“Ladies and Gentlemen, we’ll shortly be landing at Václav Havel Airport…”

Photo: Filip Jandourek

Planes bound for Prague will no longer be landing at Ruzyně Airport; at midday Friday the airport was officially renamed Letiště Václava Havla Praha, or Václav Havel Airport Prague at a lavish ceremony in Terminal 2. Some 80,000 people signed a petition organised by the film producer Fero Fenič to rename the airport to honour the late former president, who died in December.

Photo: Filip Jandourek
Moderator Marek Eben counted down a line of dignitaries, scissors in hand, as they cut a length of airport tape to mark the renaming of Prague's Ruzyně Airport as Václav Havel Airport Prague. Guests included the late former president's widow Dagmar, Finance Minister Miloslav Kalousek, the Archbishop of Prague Dominik Duka and also the Foreign Minister Karel Schwarzenberg, who was once Havel's chancellor.

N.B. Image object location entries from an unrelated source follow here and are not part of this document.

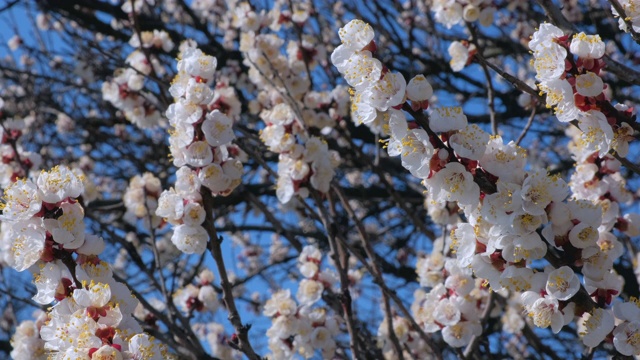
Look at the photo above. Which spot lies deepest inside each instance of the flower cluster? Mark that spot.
(454, 12)
(200, 143)
(569, 74)
(303, 329)
(126, 90)
(93, 313)
(290, 110)
(632, 12)
(510, 211)
(454, 304)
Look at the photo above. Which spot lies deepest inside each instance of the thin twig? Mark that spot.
(242, 331)
(528, 125)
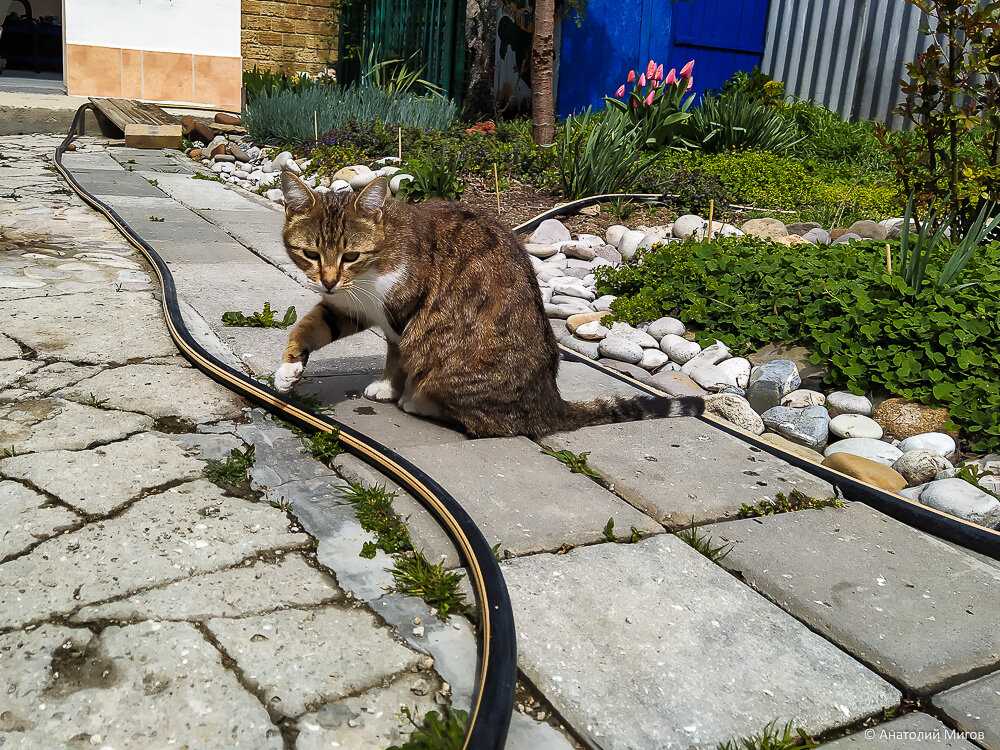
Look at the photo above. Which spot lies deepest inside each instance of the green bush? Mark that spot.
(738, 122)
(870, 329)
(288, 117)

Mr Schwarzenberg said in his speech how Havel had opened the doors to freedom, and what better than renaming an airport after him as a way of preserving the legacy of freedom for Czechs. Radio Prague asked Mr Schwarzenberg for his thoughts on what would have been Václav Havel's 76th birthday.

“We always gathered together on his birthday, and had a wonderful day or evening with him. Now for the first time he’s not among us, and I’m very glad this airport is being named after him, because actually he opened the world to our population. And if today young Czechs can travel around and study around the world, it’s due to him. So I hope that anybody who enters this airport remembers the man who fought for their freedom.”

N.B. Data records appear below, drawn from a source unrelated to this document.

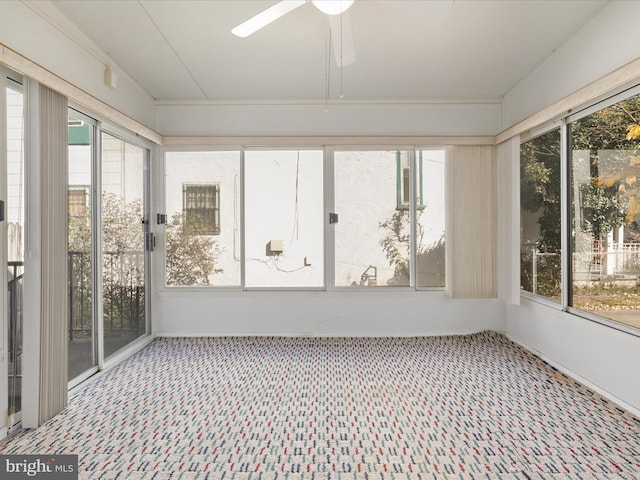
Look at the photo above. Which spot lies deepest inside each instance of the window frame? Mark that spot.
(564, 123)
(404, 180)
(532, 134)
(328, 149)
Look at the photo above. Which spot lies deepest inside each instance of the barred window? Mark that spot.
(201, 207)
(77, 202)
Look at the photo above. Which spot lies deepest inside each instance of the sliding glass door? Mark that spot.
(123, 242)
(14, 216)
(82, 355)
(107, 258)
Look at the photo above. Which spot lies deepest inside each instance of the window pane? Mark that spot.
(82, 354)
(430, 218)
(540, 265)
(203, 226)
(15, 244)
(605, 169)
(123, 255)
(372, 237)
(284, 218)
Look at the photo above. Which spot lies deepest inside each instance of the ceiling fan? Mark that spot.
(339, 22)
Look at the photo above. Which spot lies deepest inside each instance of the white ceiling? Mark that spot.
(185, 51)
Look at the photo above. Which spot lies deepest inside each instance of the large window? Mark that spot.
(284, 236)
(590, 263)
(388, 218)
(202, 195)
(540, 239)
(605, 212)
(391, 210)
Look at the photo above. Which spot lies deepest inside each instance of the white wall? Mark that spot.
(601, 357)
(340, 119)
(339, 313)
(607, 42)
(34, 37)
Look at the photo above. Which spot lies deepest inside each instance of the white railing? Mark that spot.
(619, 259)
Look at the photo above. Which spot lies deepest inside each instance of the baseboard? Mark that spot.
(579, 378)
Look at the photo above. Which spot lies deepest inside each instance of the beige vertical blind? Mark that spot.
(54, 295)
(471, 221)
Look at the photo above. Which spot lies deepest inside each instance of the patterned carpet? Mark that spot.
(465, 407)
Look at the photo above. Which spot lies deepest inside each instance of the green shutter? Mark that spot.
(80, 134)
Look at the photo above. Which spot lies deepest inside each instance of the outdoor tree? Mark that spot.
(396, 245)
(191, 260)
(190, 256)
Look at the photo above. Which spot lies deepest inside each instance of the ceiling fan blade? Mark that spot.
(435, 8)
(266, 17)
(344, 50)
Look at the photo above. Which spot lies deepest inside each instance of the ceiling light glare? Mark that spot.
(332, 7)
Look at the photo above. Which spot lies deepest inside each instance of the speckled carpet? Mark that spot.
(463, 407)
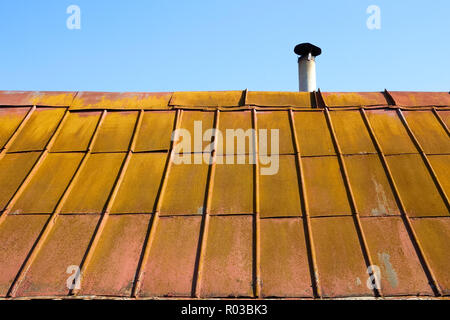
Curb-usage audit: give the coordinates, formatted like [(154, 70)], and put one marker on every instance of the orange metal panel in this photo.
[(434, 237), (420, 99), (94, 185), (272, 120), (279, 193), (416, 187), (208, 99), (76, 132), (239, 123), (17, 236), (371, 188), (441, 166), (428, 131), (10, 119), (205, 121), (279, 99), (227, 270), (233, 187), (13, 170), (351, 132), (47, 186), (284, 259), (354, 99), (325, 189), (156, 131), (313, 135), (112, 270), (64, 247), (38, 130), (185, 191), (392, 251), (340, 262), (171, 264), (121, 100), (141, 183), (116, 132), (390, 132)]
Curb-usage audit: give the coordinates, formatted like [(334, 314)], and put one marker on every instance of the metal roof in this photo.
[(86, 179)]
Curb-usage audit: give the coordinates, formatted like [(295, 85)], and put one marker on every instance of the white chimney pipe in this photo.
[(307, 66)]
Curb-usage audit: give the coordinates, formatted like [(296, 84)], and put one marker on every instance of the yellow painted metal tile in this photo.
[(351, 132), (313, 135), (428, 131), (10, 119), (47, 186), (416, 187), (38, 130), (116, 131), (227, 269), (280, 192), (193, 126), (370, 185), (237, 134), (390, 132), (441, 166), (325, 190), (341, 267), (76, 132), (233, 186), (156, 131), (275, 120), (94, 185), (141, 183), (13, 170), (279, 99), (434, 237), (185, 191), (208, 99)]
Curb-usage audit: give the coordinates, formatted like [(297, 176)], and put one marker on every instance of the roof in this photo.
[(86, 180)]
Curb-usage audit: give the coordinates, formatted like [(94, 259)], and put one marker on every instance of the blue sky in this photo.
[(223, 45)]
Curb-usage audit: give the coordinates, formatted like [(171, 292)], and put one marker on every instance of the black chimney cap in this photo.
[(303, 49)]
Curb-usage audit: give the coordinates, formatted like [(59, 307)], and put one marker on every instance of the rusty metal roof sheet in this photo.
[(89, 180)]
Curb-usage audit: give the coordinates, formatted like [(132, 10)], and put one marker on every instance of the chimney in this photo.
[(307, 66)]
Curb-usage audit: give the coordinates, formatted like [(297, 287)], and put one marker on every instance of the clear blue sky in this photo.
[(222, 45)]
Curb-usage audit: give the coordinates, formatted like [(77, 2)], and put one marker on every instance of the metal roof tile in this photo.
[(16, 245), (227, 266), (112, 270), (139, 188), (428, 131), (47, 186), (313, 135), (208, 99), (325, 190), (156, 131), (171, 264), (13, 170), (351, 132), (434, 237), (65, 247), (279, 194), (390, 132), (115, 132), (393, 252), (284, 259), (38, 130), (416, 187), (76, 132), (94, 185), (10, 119), (371, 188), (279, 99)]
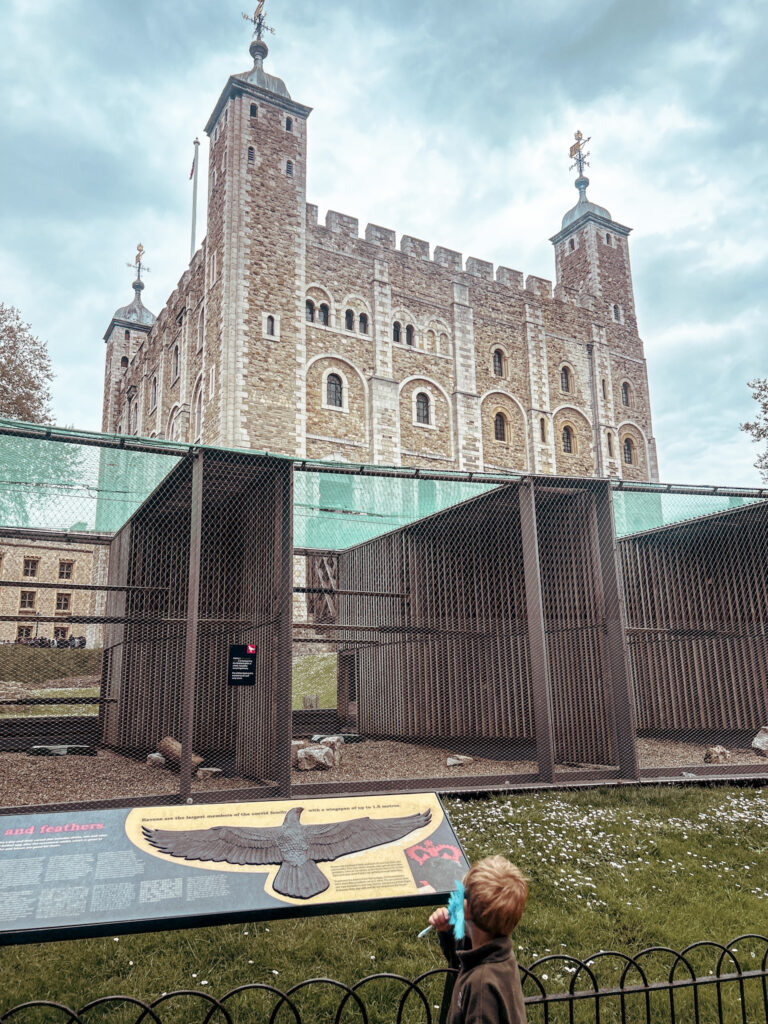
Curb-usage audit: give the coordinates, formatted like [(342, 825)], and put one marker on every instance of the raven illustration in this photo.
[(294, 846)]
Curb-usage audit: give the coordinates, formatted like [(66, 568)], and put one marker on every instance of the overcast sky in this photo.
[(438, 119)]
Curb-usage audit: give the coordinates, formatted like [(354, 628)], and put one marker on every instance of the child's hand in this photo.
[(439, 920)]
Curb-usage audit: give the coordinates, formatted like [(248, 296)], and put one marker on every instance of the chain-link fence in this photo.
[(199, 624)]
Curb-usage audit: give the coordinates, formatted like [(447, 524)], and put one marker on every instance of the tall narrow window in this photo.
[(334, 392), (422, 408)]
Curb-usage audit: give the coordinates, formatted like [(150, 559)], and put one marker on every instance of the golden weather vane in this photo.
[(258, 20)]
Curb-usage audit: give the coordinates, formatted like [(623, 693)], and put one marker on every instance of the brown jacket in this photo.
[(487, 988)]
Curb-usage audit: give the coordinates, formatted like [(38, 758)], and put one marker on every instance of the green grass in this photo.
[(314, 674), (38, 665), (609, 869), (36, 711)]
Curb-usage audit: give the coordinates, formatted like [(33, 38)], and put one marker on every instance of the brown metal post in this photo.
[(284, 589), (617, 662), (190, 642), (541, 683)]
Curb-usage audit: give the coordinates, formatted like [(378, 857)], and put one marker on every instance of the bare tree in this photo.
[(759, 426), (25, 371)]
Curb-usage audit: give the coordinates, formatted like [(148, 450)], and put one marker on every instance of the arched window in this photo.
[(422, 408), (334, 392)]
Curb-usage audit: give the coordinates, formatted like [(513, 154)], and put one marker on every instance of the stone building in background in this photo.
[(308, 339)]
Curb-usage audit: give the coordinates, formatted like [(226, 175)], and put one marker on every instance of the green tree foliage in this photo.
[(759, 426), (25, 371)]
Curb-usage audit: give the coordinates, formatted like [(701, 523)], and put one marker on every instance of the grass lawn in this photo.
[(609, 869)]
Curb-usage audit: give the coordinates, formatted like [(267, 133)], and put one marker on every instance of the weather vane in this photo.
[(258, 20), (138, 264), (578, 155)]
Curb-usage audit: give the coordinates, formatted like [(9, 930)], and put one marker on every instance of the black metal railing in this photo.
[(657, 984)]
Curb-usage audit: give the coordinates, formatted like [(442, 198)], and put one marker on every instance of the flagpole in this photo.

Miroslav Kalousek,  Dagmar Havlová,  Karel Schwarzenberg,  photo: CTK
Some 500 guests attended the ceremony although there were two notable omissions; Prime Minister Petr Nečas is attending an EU conference in Bratislava, and a spokesman for President Václav Klaus - who clashed openly with Havel on so many issues - said he had a prior engagement. Those who did address the crowd spoke of the great irony at the airport being named Ruzyně - also home to a nearby prison where Havel was incarcerated several times - and then renamed after that jail's most famous former prisoner.

There was however a minor linguistic tussle over the name of the airport in English. Initially it was to be the unwieldy Prague Airport - Václav Havel, a name that prompted howls of protest. Commentator Václav Pinkava, who lived for many years in the UK, started an informal campaign to correct the English name.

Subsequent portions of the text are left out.